RESUMO Introdução: A corrida é um exercício aeróbico simples, confortável e de baixo custo que pode promover a saúde e prevenir a obesidade, doenças cardíacas e cerebrais. Sua prática tem crescido bastante como uma terapia e estudos recentes indicam que possam haver benefícios também durante o processo de reabilitação física. Objetivo: Estudar os efeitos da corrida sobre lesões esportivas durante a reabilitação. Métodos: Efetuou-se uma pesquisa na literatura médica atual para elaborar um plano de conduta terapêutica. O método de teste experimental consistiu num estudo com 38 corredores saudáveis. Eles foram divididos em grupo saudável e grupo lesionado, de acordo com suas lesões esportivas. Dentro de um ano após o experimento, avaliou-se novamente a função física dos dois grupos de atletas. O resultado foi comparado através do método de estatística matemática entre outros métodos de pesquisa. Resultados: A pontuação total do grupo lesionado no teste FMS de triagem da função de movimento corporal geral foi de ≤14 pontos, a comparação constatou que os atletas do grupo lesionado geralmente mostraram uma função bilateral mais fraca do que o grupo saudável. Conclusão: O exercício de corrida mostrou-se viável em pacientes com lesões esportivas, uma corrida de média intensidade pode melhorar a velocidade de recuperação desses pacientes. Nível de evidência II; Estudos terapêuticos - investigação dos resultados do tratamento.
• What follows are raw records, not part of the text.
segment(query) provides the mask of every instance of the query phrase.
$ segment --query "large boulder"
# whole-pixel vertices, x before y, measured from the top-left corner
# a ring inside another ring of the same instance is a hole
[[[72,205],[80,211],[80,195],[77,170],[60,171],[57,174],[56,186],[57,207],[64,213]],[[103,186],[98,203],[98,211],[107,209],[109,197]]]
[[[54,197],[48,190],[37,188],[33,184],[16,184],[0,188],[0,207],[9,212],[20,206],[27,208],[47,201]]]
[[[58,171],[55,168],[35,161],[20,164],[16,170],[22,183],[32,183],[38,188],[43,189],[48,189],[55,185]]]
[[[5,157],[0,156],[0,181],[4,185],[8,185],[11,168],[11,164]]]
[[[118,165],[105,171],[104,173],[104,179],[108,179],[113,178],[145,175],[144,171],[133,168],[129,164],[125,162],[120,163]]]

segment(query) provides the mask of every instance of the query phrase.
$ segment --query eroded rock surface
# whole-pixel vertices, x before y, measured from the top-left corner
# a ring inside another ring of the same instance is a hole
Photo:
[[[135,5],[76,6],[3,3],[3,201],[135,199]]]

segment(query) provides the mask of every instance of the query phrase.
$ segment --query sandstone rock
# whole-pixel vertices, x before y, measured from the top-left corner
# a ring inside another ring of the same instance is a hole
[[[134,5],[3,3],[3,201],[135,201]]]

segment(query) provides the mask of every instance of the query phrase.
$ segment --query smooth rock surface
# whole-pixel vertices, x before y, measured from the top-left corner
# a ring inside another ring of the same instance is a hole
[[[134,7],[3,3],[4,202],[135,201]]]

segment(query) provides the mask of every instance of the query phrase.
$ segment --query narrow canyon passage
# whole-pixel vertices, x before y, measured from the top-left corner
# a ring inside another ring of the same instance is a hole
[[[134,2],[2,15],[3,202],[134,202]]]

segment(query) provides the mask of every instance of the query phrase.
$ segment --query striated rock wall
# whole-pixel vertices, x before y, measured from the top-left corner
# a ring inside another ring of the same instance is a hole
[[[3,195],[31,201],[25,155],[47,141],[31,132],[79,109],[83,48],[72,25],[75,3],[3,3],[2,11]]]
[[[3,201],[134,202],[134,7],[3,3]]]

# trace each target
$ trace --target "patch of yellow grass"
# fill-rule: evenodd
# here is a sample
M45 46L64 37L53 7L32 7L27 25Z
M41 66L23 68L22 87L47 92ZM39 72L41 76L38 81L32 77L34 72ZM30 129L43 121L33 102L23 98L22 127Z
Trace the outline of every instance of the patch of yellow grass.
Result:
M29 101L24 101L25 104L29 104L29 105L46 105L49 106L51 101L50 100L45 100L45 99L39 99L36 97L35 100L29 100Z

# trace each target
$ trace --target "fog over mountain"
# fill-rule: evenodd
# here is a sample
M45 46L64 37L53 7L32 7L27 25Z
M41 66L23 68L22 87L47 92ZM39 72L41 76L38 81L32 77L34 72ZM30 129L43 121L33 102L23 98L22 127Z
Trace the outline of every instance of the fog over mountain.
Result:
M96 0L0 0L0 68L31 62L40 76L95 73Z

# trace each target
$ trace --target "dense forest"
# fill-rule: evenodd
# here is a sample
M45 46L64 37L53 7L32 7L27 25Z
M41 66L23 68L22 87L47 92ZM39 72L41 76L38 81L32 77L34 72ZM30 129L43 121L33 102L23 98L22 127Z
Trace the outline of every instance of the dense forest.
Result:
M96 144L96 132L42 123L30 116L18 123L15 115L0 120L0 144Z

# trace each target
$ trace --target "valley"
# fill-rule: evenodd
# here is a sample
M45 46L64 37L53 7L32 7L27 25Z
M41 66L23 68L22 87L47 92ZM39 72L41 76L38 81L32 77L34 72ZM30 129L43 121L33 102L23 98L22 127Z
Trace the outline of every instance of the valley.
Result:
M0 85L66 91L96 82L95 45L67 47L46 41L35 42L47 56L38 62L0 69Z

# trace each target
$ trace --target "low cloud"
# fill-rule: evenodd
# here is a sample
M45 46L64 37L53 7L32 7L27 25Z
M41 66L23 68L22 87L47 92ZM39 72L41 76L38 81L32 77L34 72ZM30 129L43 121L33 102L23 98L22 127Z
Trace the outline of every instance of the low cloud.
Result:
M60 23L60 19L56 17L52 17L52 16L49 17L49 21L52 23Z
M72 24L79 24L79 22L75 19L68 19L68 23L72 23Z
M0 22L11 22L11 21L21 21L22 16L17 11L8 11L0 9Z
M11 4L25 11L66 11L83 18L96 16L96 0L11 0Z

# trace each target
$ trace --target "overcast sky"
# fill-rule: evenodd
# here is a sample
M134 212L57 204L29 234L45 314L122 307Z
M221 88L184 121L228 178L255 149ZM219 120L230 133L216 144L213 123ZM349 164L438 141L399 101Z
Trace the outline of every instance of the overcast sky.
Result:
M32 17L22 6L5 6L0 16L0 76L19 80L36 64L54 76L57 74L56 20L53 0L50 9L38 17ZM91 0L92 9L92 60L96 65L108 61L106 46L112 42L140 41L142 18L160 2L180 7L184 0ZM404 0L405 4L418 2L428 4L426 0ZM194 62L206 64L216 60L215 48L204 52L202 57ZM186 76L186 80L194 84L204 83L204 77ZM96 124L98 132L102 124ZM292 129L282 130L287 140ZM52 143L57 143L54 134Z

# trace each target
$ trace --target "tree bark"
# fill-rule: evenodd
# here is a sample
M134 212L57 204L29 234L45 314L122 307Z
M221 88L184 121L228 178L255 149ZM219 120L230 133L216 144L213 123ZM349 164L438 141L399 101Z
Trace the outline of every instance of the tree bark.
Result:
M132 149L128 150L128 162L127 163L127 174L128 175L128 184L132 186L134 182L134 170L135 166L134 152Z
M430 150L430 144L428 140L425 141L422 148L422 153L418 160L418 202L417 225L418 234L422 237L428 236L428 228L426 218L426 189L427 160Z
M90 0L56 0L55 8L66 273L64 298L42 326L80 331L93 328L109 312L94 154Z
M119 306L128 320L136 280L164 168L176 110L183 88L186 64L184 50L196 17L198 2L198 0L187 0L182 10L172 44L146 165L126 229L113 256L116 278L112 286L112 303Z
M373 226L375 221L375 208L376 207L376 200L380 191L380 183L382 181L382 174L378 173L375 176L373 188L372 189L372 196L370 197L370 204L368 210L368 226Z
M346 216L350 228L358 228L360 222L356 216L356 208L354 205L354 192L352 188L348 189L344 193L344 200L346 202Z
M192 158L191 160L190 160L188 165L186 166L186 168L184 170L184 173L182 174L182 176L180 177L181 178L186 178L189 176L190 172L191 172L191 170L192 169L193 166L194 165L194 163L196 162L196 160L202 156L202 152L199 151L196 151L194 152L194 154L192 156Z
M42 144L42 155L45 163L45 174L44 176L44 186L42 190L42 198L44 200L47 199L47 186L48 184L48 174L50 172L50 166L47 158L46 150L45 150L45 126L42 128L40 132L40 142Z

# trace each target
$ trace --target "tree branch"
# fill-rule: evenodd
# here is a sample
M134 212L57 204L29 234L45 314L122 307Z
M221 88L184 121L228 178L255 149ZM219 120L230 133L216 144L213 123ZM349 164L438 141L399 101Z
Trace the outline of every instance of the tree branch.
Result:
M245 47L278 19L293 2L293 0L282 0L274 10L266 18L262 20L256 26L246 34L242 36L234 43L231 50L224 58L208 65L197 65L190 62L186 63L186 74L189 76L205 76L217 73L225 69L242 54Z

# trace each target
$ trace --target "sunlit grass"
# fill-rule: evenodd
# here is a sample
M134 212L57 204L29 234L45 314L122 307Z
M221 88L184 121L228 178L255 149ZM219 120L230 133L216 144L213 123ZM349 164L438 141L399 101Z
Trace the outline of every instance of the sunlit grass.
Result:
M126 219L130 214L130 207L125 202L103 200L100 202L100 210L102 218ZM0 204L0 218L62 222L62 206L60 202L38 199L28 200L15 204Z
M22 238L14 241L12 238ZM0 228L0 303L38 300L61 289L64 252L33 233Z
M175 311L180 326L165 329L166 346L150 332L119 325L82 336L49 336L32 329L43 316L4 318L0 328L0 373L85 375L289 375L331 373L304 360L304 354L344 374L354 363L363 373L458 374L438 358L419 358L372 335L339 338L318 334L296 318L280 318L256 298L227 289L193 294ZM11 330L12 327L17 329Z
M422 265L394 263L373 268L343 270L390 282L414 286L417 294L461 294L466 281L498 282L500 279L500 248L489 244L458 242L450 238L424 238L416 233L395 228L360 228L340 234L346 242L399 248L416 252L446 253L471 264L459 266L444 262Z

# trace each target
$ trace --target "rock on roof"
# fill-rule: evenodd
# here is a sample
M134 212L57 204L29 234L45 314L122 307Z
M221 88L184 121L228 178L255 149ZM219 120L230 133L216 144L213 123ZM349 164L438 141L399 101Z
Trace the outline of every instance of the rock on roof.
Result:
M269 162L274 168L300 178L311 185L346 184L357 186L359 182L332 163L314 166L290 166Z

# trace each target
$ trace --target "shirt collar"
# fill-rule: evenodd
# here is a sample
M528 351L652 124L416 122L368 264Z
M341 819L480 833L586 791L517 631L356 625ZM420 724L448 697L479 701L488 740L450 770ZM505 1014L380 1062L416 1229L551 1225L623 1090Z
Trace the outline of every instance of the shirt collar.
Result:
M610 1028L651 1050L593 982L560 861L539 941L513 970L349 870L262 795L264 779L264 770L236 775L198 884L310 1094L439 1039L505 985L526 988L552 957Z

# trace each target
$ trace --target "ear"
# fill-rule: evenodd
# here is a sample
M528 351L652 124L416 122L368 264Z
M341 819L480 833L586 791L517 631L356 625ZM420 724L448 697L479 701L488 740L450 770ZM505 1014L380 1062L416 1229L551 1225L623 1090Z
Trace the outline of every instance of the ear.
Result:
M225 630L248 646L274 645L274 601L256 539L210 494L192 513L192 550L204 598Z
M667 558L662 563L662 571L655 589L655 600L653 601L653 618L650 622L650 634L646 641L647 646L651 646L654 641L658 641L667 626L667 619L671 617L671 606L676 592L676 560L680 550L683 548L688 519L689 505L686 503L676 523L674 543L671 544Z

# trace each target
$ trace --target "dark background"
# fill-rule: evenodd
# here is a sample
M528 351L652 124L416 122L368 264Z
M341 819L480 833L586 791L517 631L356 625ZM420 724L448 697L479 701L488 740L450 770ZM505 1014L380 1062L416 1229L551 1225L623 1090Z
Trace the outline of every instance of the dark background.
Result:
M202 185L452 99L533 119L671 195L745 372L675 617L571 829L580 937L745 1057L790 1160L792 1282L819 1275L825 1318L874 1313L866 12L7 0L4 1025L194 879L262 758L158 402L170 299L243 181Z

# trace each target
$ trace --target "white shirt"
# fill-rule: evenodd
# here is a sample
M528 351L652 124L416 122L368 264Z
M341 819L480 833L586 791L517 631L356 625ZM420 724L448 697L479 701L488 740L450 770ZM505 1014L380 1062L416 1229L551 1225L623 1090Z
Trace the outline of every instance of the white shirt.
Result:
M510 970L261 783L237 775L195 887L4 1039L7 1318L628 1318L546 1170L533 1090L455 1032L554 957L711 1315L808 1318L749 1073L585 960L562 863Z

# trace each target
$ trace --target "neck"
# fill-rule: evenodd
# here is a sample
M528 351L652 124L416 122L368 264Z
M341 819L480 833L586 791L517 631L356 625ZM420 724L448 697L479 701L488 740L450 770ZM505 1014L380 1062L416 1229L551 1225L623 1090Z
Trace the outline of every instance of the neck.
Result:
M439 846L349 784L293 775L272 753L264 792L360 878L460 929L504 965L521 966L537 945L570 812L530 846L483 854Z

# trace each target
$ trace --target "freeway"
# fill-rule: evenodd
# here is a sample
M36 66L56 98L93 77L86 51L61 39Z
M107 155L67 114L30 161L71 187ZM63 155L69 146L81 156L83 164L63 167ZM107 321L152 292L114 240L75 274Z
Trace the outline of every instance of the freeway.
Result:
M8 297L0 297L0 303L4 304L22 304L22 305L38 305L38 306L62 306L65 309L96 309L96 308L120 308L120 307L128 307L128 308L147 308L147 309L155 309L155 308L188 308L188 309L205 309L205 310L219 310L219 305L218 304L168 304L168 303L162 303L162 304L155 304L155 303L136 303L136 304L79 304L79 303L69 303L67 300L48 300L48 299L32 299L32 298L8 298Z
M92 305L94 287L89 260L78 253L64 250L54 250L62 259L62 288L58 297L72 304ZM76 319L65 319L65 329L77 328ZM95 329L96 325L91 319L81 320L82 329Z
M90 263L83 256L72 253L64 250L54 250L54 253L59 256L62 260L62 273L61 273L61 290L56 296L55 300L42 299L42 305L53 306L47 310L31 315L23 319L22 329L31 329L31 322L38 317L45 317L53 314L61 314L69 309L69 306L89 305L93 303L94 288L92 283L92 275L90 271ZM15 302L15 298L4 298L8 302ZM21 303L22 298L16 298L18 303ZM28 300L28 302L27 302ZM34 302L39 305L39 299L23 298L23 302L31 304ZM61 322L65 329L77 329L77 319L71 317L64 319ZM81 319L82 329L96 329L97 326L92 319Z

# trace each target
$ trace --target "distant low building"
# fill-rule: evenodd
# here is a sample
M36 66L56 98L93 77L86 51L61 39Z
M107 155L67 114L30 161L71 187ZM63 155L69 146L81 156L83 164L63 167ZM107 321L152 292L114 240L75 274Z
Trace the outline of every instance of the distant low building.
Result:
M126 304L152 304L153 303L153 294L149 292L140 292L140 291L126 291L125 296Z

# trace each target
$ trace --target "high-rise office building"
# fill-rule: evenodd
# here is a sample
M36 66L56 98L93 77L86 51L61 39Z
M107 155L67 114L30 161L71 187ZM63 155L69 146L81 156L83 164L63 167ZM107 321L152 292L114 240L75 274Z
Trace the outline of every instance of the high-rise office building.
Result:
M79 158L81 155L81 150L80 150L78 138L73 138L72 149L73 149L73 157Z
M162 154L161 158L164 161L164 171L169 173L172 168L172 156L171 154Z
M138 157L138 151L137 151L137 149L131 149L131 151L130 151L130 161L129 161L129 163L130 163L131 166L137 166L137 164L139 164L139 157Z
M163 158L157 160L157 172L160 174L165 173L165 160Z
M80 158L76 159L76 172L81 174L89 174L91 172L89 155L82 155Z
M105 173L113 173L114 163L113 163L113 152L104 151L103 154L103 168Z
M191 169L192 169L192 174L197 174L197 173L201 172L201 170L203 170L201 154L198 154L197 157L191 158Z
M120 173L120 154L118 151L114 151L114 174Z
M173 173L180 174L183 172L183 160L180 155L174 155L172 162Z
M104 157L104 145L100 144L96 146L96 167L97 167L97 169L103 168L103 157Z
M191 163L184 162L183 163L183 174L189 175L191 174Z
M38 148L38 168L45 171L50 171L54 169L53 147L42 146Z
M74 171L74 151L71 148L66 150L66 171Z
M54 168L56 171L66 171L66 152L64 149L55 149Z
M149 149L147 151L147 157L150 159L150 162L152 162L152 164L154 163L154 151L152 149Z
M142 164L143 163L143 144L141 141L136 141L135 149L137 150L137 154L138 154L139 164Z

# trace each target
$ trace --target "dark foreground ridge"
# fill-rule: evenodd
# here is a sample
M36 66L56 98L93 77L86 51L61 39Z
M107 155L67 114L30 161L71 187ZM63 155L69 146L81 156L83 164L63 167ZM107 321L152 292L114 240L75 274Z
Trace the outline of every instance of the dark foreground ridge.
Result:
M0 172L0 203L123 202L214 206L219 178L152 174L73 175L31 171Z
RESUMEN Introducción: La carrera es un ejercicio aeróbico sencillo, cómodo y de bajo coste que puede promover la salud y prevenir la obesidad y las enfermedades cardíacas y cerebrales. Su práctica ha crecido mucho como terapia y estudios recientes indican que puede haber beneficios también durante el proceso de rehabilitación física. Objetivo: Estudiar los efectos de la carrera en las lesiones deportivas durante la rehabilitación. Métodos: Se realizó una búsqueda en la literatura médica actual para elaborar un plan de manejo terapéutico. El método de prueba experimental consistió en un estudio con 38 corredores sanos. Se dividieron en un grupo sano y otro lesionado según sus lesiones deportivas. Un año después del experimento, se volvió a evaluar la función física de los dos grupos de corredores. El resultado se comparó mediante el método de la estadística matemática, entre otros métodos de investigación. Resultados: La puntuación total del grupo lesionado en la prueba FMS de detección de la función de movimiento corporal general fue de ≤14 puntos, la comparación encontró que los atletas del grupo lesionado mostraron generalmente una función bilateral más débil que el grupo sano. Conclusión: Se demostró que el ejercicio de correr es factible en pacientes con lesiones deportivas, la carrera de intensidad media puede mejorar la velocidad de recuperación en estos pacientes. Nivel de evidencia II; Estudios terapéuticos - investigación de los resultados del tratamiento.